Python's decimal module handles fixed-point arithmetic calculations, and before Python 3.3, was implemented in pure Python. The fact that there is a reference implementation written in Python is excellent. Its portable, it means the source is readable for Python people, and it simplifies the tracebacks.
But it's also slow. And this was a problem. I project I was working on
recently involved a lot of calculations with Decimal objects, and
profiling showed that a huge chunk of time was going on the __mul__
method of Decimal, so I wanted to use cdecimal.Decimal
instead of
decimal.Decimal
. But lots of the values came from the database, and
where stored in Django in DecimalFields, which return standard
Decimals, and the two types of Decimals are not interoperable.
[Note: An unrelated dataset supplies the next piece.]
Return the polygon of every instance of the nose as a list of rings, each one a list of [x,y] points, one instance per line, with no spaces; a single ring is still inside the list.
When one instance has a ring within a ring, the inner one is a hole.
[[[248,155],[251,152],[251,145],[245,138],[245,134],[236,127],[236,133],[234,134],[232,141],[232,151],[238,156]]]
How
could I make it so that the DecimalFields gave the cdecimal versions,
not the standard ones?
Turns out that because they are drop-in replacements, you can update
sys.modules
:
import sys import cdecimal sys.modules['decimal'] = cdecimal
So I just needed to put this segment at the top of manage.py
(for the
devserver and shell commands) and wsgi.py
(for the WSGI server). And
then my view function that was taking more than 30 seconds -- and
dying horribly against Heroku's hard 30 second limit -- was now taking
less than five seconds.
There were two things that really impressed me about this. Firstly, that cdecimal was so much faster. As of CPython 3.3, it is now the default implementation (and, I read, has had even more performance improvements). Secondly, how well Python accommodates module-level drop in replacements. Guido's time machine strikes again.